2. Political revolutions which involve one or
a combination of both of
the following:
(1) LIBERALISM, meaning the drive to achieve
equality of opportunity which motivated the revolutionary leadership in the
English, American, and French Revolutions.
and
( 2) NATIONALISM, meaning the drive to achieve
national unity, replacing systems of the old regime, based exclusively upon the
aristocracy, with systems of government based on mass support by people from all
classes of the society. The ruler/subject relationship was to be
replaced by the citizen relationship.
In 1821, revolutions in the Kingdom of the Two
Sicilies and in Spain were thrown back through intervention by Austrian and
French armies respectively. However, revolution in Greece against Ottoman rule
was, after a difficult 8 year struggle, successful in achieving Greek
independence. The Europeans did not support the Turks
because they were of a different, non-Christian civilization, while the Greeks
were identified with the classical heritage of Europe.. Following a Turkish
massacre of 100,000 Greeks, the great powers intervened against Turkey.
Revolution in South and Central America against
Spanish rule also succeeded, because of the oceanic separation and the refusal
of the British to support European intervention. Without the British navy, it
would have been foolhardy to attempt intervention. The British put their
national interests (trade with the newly independent
nations) before their adherence to the international principle of intervention.
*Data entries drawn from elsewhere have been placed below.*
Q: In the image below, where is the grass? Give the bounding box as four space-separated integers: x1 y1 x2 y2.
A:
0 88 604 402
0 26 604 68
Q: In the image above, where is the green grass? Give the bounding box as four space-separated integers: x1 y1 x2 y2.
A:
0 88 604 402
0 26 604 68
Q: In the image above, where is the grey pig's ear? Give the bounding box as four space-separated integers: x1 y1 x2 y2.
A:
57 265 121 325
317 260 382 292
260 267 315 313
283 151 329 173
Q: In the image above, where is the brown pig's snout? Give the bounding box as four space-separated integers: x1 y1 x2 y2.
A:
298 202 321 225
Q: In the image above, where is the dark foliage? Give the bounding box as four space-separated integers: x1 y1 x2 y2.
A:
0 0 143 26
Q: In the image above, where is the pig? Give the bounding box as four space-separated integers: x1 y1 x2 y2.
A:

Political autonomy in Polish areas of the Russian Empire was initially encouraged by the Tsar Alexander I. When, by 1830, the Polish moved farther in the exercise of local autonomy than the Tsar would permit, their independence movement was crushed by the Russian army.
Belgian people in the Kingdom of the Netherlands
resented Dutch discrimination against them and rose up in a struggle for
independence in 1829. The French refused to intervene. In 1837, the great powers
recognized the independence of Belgium and accomplished a continuing
restraint of French expansion by agreeing to a treaty
guaranteeing the neutrality of the Netherlands and Belgium.
THE REVOLUTION OF 1830
. The overthrow of King Charles X in France in 1830
was not opposed by the great powers. The king had adopted a reactionary policy
which sought to undermine fundamental changes wrought by the French Revolution,
to wit: to restore the aristocracy to exclusive rule. This was unrealistic, and
provoked unified opposition by the middle and working classes. The king
fled into exile, and the Assembly invited a new monarch to
the throne: King Louis Phillippe of the Orleans family.
Though the workers had joined in the rebellion they gained nothing from it. The Assembly was dominated by middle class elements. There were high property qualifications for voting or holding elected office.
The Revolution of 1830 was not truly a revolution.
It was merely a coup d'etat, which preserved the political power of the upper
middle class, which they had achieved as a result of the French Revolution.